Mises Daily

Joys of Bundling

Personal Computer

Thomas DiLorenzo’s letter in defense of Microsoft appears in the Wall Street Journal, Wednesday, July 29, 1998:

Robert Bork is decades behind the times in antitrust scholarship if he believes there is no efficiency rationale for product bundling (”it produces no significant efficiencies”) or exclusive dealing contracts (”their sole function is to exclude rivals”), as he states in his latest critique of Microsoft (Letters to the Editor, July 22).

One obvious reason why product bundling is efficient is that consumers like their products bundled and it is profitable for business to accommodate those preferences. Bundled products often sell for a lower price than if they were all sold separately, and can eliminate the costs of haggling over the prices of separate items. Bundling can also vastly reduce the transaction costs involved in shopping around. New computers typically come equipped with dozens of software products; shopping separately for them is something few consumers care to do. And firms like Microsoft have strong incentives to offer product bundles that are at least as good a quality as the industry average in order to protect their reputational capital.
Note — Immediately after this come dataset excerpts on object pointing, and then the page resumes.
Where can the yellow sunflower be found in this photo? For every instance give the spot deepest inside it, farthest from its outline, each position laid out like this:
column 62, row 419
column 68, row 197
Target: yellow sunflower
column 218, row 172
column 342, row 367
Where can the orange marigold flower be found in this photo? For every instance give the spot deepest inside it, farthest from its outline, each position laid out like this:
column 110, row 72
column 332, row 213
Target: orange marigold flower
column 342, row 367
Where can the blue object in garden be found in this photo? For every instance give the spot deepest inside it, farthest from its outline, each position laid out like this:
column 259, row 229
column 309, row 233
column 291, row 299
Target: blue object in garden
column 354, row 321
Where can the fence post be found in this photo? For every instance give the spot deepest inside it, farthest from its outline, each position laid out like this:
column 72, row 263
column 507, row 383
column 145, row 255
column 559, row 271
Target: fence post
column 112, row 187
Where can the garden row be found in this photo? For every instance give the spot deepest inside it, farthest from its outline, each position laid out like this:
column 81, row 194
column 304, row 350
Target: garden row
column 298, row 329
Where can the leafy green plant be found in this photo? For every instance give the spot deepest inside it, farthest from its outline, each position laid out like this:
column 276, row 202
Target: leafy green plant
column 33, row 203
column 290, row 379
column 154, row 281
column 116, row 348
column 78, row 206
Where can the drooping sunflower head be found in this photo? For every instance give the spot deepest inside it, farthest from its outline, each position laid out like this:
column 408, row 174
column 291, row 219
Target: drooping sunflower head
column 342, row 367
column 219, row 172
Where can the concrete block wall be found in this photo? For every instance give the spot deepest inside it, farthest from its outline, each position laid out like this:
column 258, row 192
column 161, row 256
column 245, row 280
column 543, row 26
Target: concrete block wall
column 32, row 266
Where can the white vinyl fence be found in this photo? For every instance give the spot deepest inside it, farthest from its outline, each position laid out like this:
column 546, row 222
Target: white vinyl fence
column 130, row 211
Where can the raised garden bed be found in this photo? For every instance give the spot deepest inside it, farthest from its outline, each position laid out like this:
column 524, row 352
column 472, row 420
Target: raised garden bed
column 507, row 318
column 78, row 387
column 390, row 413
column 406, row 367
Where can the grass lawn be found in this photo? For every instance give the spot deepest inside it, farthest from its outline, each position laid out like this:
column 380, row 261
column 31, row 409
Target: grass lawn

The seller of a product knows more about that product and how it will perform with other complementary products than consumers do. Hence, bundling is also an attempt to assure that one’s product performs as well as possible--an important concern in an industry as competitive as computers.

There are also efficiencies from exclusive dealing contracts of which Mr. Bork seems unaware. When a retailer commits to buy only from a single manufacturer it secures for both parties a planned product flow that reduces record keeping and inventory holding costs. Such contracts also provide stronger incentives for retailers to promote the product of their sole supplier, which can benefit both the manufacturer and the retailer. With an assurance that the retailer will in fact perform in this way, manufacturers often provide their dealers with specialized training and financial assistance that helps with product promotion and service.

Exclusive dealing also increases the return to national advertising by generating more business to all dealers in the product. But if the dealers sell several different products, then the competitors can free ride on the advertising by steering customers who are drawn into their stores by the ads to different brands if those brands yield a higher profit to the dealers.

Finally, exclusive dealing contracts are a way of achieving the benefits of vertical integration without investing capital in retail outlets. That is better left to independent retailers who have better knowledge of local supply and demand conditions.